Spore is an ambitious game in which players control the life cycle of a planet
Owen Sound Sun Times (On)
Monday, June 23, 2008
Here it is!
Will Wright, the creator of the hugely popular game “The Sims” has been tantalizing gamers with videos of his new project, “Spore”, for the last three years. We’ve finally got something tangible, the Spore Creature Creator.
“Spore” is an ambitious game in which players will control the entire life cycle of a planet, starting with a one-celled organism. Players will be able to custom design creatures to populate their world and share their creations with other players. The Creature Creator lets players make creatures and test them, but nothing more. Still it’s very cool to have even a part of “Spore” to test.
The creature creator comes in two flavours, Free Trial or $9.99 (I’m not sure if this price contributes to your eventual purchase of “Spore” or not). In any case I’ve been using the free version.
Making a creature is a bit like building with LEGO, if each LEGO piece was made of Play-Doh. You start with the body and you can control the length of the body and its general shape. This is all done by pointing and clicking the mouse. After you have a complete body, various mouths, eyes, arms and legs can be added and tweaked. The best part is the customization. Make a creature with four mouths and 10 eyes? Sure! Six legs and one arm? Sure!
Everything works, and for now that’s about it, but each body part will be relevant in the final game. The parts you pick will determine what and how the creature eats, how strong or fast it is, how it interacts with other creatures, etc.
The creator lets you take your creature for a test drive. You can command it to move around and perform various activities to see how it would move in the game.
After you’re finished your creature, you can share it with friends. That’s the really cool part; “Spore” lets you take screenshots, make animated forum avatars, or even record videos and upload them directly to YouTube. You can also upload your creature to the Sporepedia (a compendium of everyone’s creatures) so other players can see your genetic abomination. It’s all pretty slick. Supposedly creatures that are uploaded between now and when the final game ships (September, 2008) will eventually crawl through the tubes that comprise the Internet and end up in everyone’s Spore worlds. I can’t wait to see how that turns out.
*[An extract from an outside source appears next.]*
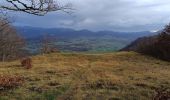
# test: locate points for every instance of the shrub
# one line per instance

The presentation of the Spore Creature Creator is great, everything is easy to find and get to, and making a creature is as simple as dragging things with the mouse and squishing them together (though some of the nuances can be a bit complex). If the final game keeps up the slick user-friendly presentation, it should be pretty impressive.
The system requirements for the creature creator are pretty low and the trial is free, so I highly recommend you check it out. You might be surprised by how fun making silly creatures can be!
In addition to the Spore Creature Creator I’ve been playing “Race Driver GRID”, a new racing game from Codemasters. It’s kind of a new experience for me as it’s more of a racing simulation than I’m used to (I don’t do “Gran Turismo”). I’ve played a lot of “Mario Kart” and “Need for Speed”, but “GRID” is not an arcade game, you have to brake going through turns and going off the track results in a spectacularly long and dizzying spin.
The presentation in “GRID” is what first sold me. It’s got a great 3D rendered menu that swoops over a 3D garage while you’re selecting options. As races start the driver’s names and standings are displayed in 3D next to the cars. It’s very polished and works well.
Other than that, “GRID” is just a good racing game. You go through race after race earning a reputation and news cars (though I’m not very far yet, because I’m still at the spinning out on all the corners stage of driving school). The controls are solid and responsive and each of the cars handle differently.
“GRID” does have one incredibly cool new feature, the instant replays. As with most racing games you can watch a complete replay of your race, but there’s more. “GRID” features very realistic damage to the cars, and you can and will total your car. However, should this happen you get to use the instant replay to rewind to before you crashed, reset your car on the track and give that hairpin turn another go. You only get a certain number of resets each race, so you can’t go crashing willy-nilly, but should you crash, you can watch the crash over and over again before resetting, and I won’t lie, that’s my favourite part.
I’m still wrapping my head around the more realistic style of “GRID”, but it’s the most I’ve ever played a sim style racing game, so if you already like sim racing games, give “GRID” a go and if you generally stick to arcade racers, you might still want to check out “GRID”.
Calen Henry is a graduate of Japanese Studies and Multimedia at McMaster University. He grew up in Owen Sound, has been a gamer since childhood and is also interested in music and film.